Notes from dConstruct 2010

Some of the Guardian development team attended this dConstruct 2010 – from which two themes emerged ...

Ivan Codesido

Published on Friday, 10 September 2010


Hannah Donovan
Hannah Donovan Photograph: davidsmalley/Flickr

Some of the Guardian development team attended this year’s dConstruct. Two themes emerged:

(1) Both the web of services – that is, an internet made up of sites that connect and/or feed off each other via APIs – and the wired city, where there is no longer an offline/online duality, have been pretty much accepted as the current status quo or the shape of things to come asap.

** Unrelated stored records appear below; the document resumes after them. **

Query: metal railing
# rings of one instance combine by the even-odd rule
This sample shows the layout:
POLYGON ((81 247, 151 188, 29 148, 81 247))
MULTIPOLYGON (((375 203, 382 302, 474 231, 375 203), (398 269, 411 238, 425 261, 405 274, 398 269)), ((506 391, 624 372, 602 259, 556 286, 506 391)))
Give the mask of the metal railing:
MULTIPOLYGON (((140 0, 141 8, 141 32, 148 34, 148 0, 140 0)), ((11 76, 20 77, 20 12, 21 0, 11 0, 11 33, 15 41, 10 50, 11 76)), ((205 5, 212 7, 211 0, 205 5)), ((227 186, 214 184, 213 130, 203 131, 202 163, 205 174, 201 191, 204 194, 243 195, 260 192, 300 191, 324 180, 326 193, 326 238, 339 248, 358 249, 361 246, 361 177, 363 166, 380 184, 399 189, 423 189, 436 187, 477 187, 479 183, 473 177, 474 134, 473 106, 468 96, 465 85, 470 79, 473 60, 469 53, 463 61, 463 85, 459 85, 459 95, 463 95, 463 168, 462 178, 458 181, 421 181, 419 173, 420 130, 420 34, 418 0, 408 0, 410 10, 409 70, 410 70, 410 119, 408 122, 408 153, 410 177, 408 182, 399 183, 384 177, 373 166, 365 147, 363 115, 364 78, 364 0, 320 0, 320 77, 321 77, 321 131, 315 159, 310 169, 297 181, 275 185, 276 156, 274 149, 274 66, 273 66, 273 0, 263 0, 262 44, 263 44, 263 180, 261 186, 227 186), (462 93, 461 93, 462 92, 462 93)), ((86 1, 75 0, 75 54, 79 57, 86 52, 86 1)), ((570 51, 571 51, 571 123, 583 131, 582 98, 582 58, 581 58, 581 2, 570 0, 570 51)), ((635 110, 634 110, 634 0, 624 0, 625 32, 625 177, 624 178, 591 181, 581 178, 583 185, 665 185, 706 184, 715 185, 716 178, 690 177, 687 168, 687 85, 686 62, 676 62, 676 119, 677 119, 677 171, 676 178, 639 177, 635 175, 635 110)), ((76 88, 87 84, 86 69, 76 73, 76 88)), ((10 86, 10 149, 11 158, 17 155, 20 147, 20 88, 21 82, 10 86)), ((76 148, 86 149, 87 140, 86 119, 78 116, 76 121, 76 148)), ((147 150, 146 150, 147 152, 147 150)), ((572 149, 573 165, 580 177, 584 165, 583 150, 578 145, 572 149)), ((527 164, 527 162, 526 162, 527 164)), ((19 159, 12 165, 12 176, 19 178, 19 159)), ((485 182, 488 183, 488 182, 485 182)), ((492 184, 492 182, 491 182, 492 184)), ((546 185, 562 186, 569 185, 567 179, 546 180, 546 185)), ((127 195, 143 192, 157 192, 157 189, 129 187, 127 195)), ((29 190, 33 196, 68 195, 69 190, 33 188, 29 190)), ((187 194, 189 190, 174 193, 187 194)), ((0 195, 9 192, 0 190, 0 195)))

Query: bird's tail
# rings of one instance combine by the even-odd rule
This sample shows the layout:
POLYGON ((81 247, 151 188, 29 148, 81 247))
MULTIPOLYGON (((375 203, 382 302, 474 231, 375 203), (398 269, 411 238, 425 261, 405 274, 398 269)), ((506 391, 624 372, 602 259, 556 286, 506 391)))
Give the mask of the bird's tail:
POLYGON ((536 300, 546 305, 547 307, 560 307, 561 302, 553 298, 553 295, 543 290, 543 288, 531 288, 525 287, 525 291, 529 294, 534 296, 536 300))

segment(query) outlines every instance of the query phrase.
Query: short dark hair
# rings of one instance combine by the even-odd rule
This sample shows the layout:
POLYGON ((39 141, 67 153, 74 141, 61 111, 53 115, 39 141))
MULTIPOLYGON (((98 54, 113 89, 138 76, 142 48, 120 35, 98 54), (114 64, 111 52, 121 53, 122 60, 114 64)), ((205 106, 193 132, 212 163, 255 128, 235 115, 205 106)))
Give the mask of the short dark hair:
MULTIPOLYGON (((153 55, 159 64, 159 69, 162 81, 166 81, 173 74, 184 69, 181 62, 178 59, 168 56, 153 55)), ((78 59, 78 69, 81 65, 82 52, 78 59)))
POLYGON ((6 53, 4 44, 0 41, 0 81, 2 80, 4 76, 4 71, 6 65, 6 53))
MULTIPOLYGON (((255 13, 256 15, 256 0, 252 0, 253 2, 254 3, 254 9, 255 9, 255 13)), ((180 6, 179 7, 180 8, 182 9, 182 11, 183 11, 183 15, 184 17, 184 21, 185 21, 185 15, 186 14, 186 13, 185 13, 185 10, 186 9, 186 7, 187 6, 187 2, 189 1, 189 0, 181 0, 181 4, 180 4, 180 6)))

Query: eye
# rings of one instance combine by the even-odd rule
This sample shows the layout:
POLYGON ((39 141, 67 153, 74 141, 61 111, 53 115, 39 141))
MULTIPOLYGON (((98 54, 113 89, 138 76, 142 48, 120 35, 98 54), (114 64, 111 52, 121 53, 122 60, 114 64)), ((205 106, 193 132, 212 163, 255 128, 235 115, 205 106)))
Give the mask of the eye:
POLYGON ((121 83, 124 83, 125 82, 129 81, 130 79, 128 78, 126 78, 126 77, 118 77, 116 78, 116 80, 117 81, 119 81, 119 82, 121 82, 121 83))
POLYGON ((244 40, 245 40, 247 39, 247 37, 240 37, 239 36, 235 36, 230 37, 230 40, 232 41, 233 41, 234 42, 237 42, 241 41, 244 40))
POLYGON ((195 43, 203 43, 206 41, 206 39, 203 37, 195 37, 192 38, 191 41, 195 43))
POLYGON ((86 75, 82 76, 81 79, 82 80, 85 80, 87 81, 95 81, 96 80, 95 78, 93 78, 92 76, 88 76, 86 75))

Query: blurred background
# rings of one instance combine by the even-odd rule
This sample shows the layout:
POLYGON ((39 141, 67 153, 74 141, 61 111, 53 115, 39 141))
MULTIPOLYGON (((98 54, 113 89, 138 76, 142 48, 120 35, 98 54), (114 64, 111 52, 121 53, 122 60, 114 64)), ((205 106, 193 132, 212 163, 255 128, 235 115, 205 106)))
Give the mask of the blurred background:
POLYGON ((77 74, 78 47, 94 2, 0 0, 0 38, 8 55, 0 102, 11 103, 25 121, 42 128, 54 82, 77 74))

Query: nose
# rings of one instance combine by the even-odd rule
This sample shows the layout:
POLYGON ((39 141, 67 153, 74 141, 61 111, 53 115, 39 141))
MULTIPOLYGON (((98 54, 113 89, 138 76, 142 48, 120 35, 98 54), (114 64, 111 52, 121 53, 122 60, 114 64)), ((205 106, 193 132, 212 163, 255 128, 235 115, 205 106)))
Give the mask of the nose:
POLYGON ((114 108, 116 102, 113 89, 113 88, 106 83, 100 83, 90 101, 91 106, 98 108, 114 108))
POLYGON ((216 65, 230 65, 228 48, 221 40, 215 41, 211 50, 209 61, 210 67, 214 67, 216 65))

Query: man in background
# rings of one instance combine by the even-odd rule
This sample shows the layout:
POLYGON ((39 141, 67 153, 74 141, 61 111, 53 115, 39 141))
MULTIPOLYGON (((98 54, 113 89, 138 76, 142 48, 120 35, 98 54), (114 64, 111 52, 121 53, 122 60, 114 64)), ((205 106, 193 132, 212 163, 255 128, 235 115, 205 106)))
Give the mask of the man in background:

A good example of both is the Cycle Hire Scheme in London, where you can check online or via apps where to book, plan a trip, pay the monthly fee. At the same time, cycling moves from an ownership model to a lease model, in other words, it becomes a service rather than a product.

(2) There was a surprising number of talks stressing the importance of working together, of processes – not with other companies or crowdsourcing, but inside a company. From talks about how making a site is like a film, a quite frequent metaphor, to the value of improvisation to feed off each other’s energy, to a closing keynote, half standup half horror story, about the nerd who knew absolutely everything about one technology and one day found there was no more work because everyone had moved on (eerie music).

This felt like the web industry is having not so much a mid-life crisis as a mid-30s sense of loss and frustration. Maybe this is from not having achieved as much as there is potential to in spite of all the technological advances. Maybe the way it is currently operating, siloed from other departments within a company, is amounting to a whole which is less than the sum of its talented parts.